Nous nous retrouverons, collègues (...). C’est un sujet qui est tellement délicat : on ne peut pas contraindre, on ne peut que convaincre. Mais dites-vous, collègues, que pas une fois nous ne vous retirerons à l’un ou l’autre d’entre vous, femme ou homme, le droit pour vous-même, dans votre foi et votre conviction, d’endurer ce que vous aurez à endurer pour tenir vos choix, et que nous le respecterons. Mais nous, nous voulons qu’à l’heure d’éteindre la lumière de sa propre décision, quelqu’un nous tienne la main et que ce soit une main aimante et aidante. »

Puisse, s’il n’est pas élu, Jean-Luc Mélenchon – dont le respect des convictions de tous sur cette question de la « fin de vie » ne fait aucun doute – être entendu par ceux, citoyens ou élus, qui, lors du prochain mandat présidentiel, pourraient se trouver en charge d’élaborer les contours de la future loi de libéralisation, sous conditions, du suicide assisté et de l’euthanasie !

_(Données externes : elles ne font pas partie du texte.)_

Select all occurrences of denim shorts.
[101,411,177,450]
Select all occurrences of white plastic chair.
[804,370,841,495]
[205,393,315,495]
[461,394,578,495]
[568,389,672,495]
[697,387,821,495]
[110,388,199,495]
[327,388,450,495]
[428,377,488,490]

Donner à ceux qui sont exposés à d’indicibles souffrances par une maladie dégénérative ou invalidante incurable la possibilité de pouvoir choisir librement et dans la dignité le moment de leur mort, tel est en effet l’enjeu. Ce qui est en cause pour ces personnes en grande détresse, c’est ni plus ni moins l’octroi d’une liberté nouvelle que nul argument philosophique ou religieux ne devrait pouvoir récuser. Une liberté nouvelle qui ne porte atteinte à aucune autre liberté !

Pour des raisons personnelles, Paulette Guinchard a longtemps été opposée à la légalisation du suicide assisté et de l’euthanasie en France. Elle a changé d’opinion en étant confrontée à sa propre et inéluctable déchéance et en prenant ainsi conscience des dramatiques carences de la Loi Claeys-Léonetti.